Well, I did say there was going to be something about an Irish monk...
View Larger Map
Ok, so it's about the 8th century A.D., and the scene is Reichenau Island,1 in the very very South of what is now Germany, as seen on the map above. Specifically, we are looking at the Benedictine Abbey of Reichenau, founded in A.D. 724 by St. Pirmin, who may have been a Visigoth although that's beside the point. The Abbey of Reichenau is believed (to this day!) to contain the jug used at the Wedding at Cana, although that too is irrelevant to our purpose.
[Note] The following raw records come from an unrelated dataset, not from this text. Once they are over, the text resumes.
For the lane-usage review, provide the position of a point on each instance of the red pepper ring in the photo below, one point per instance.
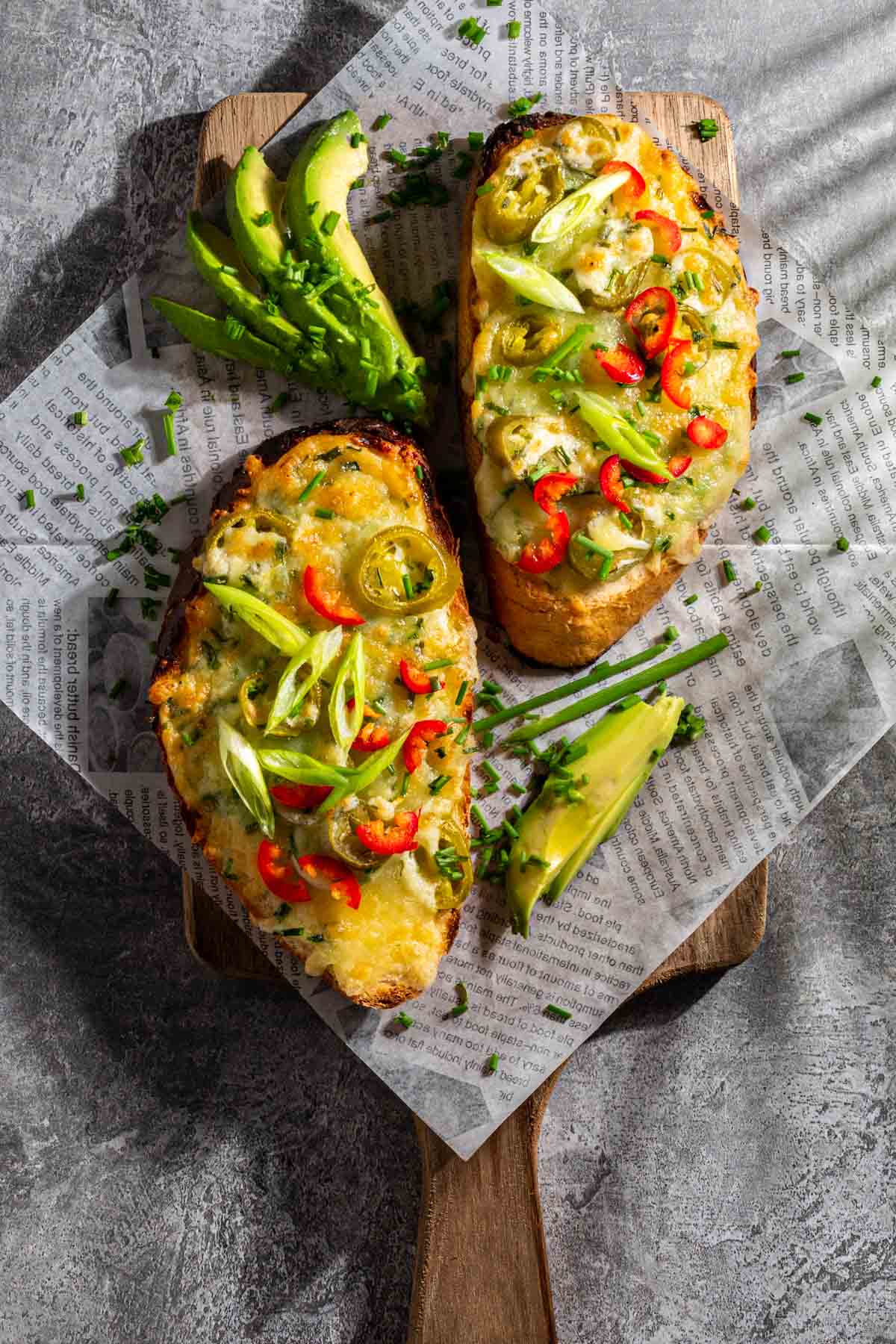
(553, 487)
(706, 433)
(401, 836)
(279, 875)
(327, 604)
(415, 679)
(652, 316)
(623, 364)
(635, 187)
(672, 374)
(343, 883)
(665, 231)
(418, 739)
(612, 484)
(641, 473)
(541, 557)
(301, 796)
(371, 738)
No, our interest today is drawn to the abbey's scriptorium, wherein we shall find a possibly bored monk.2 He is busy working on a document that will become known as the Reichenauer Schulheft (Stift St. Paul Cod. 86a/1), which translates as the Reichenauer Primer. The Primer contains a general miscellany of writings, mostly in Latin, but including some Greek and bits of Old High German. It was probably intended purely as scribing practice, which may explain why the monk is bored. Here's a sample page:
And how do we know/suspect that the monk is finding this day's work a bit tedious? Well, we know because he has become distracted by the antics of his little scriptorium cell's other denizen. The end result of this distraction is a short poem, jotted down in the Primer in Old Irish, which we may safely assume is the monk's mother tongue. The poem is at the bottom of the left-hand page in the above picture, but here it is, in its original language, so that you don't have to squint:
cechtar nathar fria saindan:
bíth a menmasam fri seilgg,
mu memna céin im saincheirdd.
Caraimse fos (ferr cach clu)
oc mu lebran, leir ingnu;
ni foirmtech frimm Pangur Bán:
caraid cesin a maccdán.
O ru biam (scél cen scís)
innar tegdais, ar n-oendís,
taithiunn, dichrichide clius,
ni fris tarddam ar n-áthius.
Gnáth, huaraib, ar gressaib gal
glenaid luch inna línsam;
os mé, du-fuit im lín chéin
dliged ndoraid cu ndronchéill.
Fuachaidsem fri frega fál
a rosc, a nglése comlán;
fuachimm chein fri fegi fis
mu rosc reil, cesu imdis.
Faelidsem cu ndene dul
hi nglen luch inna gerchrub;
hi tucu cheist ndoraid ndil
os me chene am faelid.
Cia beimmi a-min nach ré
ni derban cách a chele:
maith la cechtar nár a dán;
subaigthius a óenurán.
He fesin as choimsid dáu
in muid du-ngni cach oenláu;
du thabairt doraid du glé
for mu mud cein am messe.
Now, I confess that my knowledge of Old Irish is practically non-existent. I know that "bán" means "white," or "pale," or, in modern Irish, "blonde," and I can hazard a guess that "lebran," in the second verse, means "book," on account of us dealing with an Indo-European language. I've got some vague notions about a coupld of other words in the poem, but that's about as far as I can go, so I will step aside, and hand things over to a translation by J. Marchand (found here, with some other translations). Of all the translations of the poem that I've seen, I prefer this one, as I get the sense that it sticks quite closely to the original language.
1. I and White Pangur, each of us in his special craft. His mind is set on hunting; my mind is on my special subject.
2. I love resting (better than any fame) at my book, with diligent understanding; White Pangur is not envious of me; he loves his childish craft.
3. When we are (tale without tiredness), in our house, being alone, we have an endless sport, a thing to which we may apply our skill.
4. It is usual, at times, by feats of valor, that a mouse sticks in his net. As for me, there falls into my net, a difficult rule with hard meaning.
5. He points fiercely against an enclosing wall his eye, bright, perfect. I myself direct against the keenness of knowledge my sharp eye, though it be quite weak.
6. He is happy with swiftness of movement upon a mouse sticking in his sharp paws. Which I understand a difficult pleasant problem, as for me, I am happy, too.
7. Though we may be indeed (like this) at any time, neither disturbs his partner; good to each of us is his art, each rejoices in them.
8. He himself is master of it, the work which he does every day. To bring clarity to difficulty, I am at my own work.
A more poetic translation may be found here. Anyway, there we have it. A monk at work in a scriptorium took a brain-break, and because of that, 1250 or so years later, we know of the existence (and name!) of a particular white cat. Neat, hmmm?
1At least, it's probably Reichenau Island, or at least somewhere in the vicinity.
2It is just possible that this monk is Sedulius Scottus, but we don't know for sure.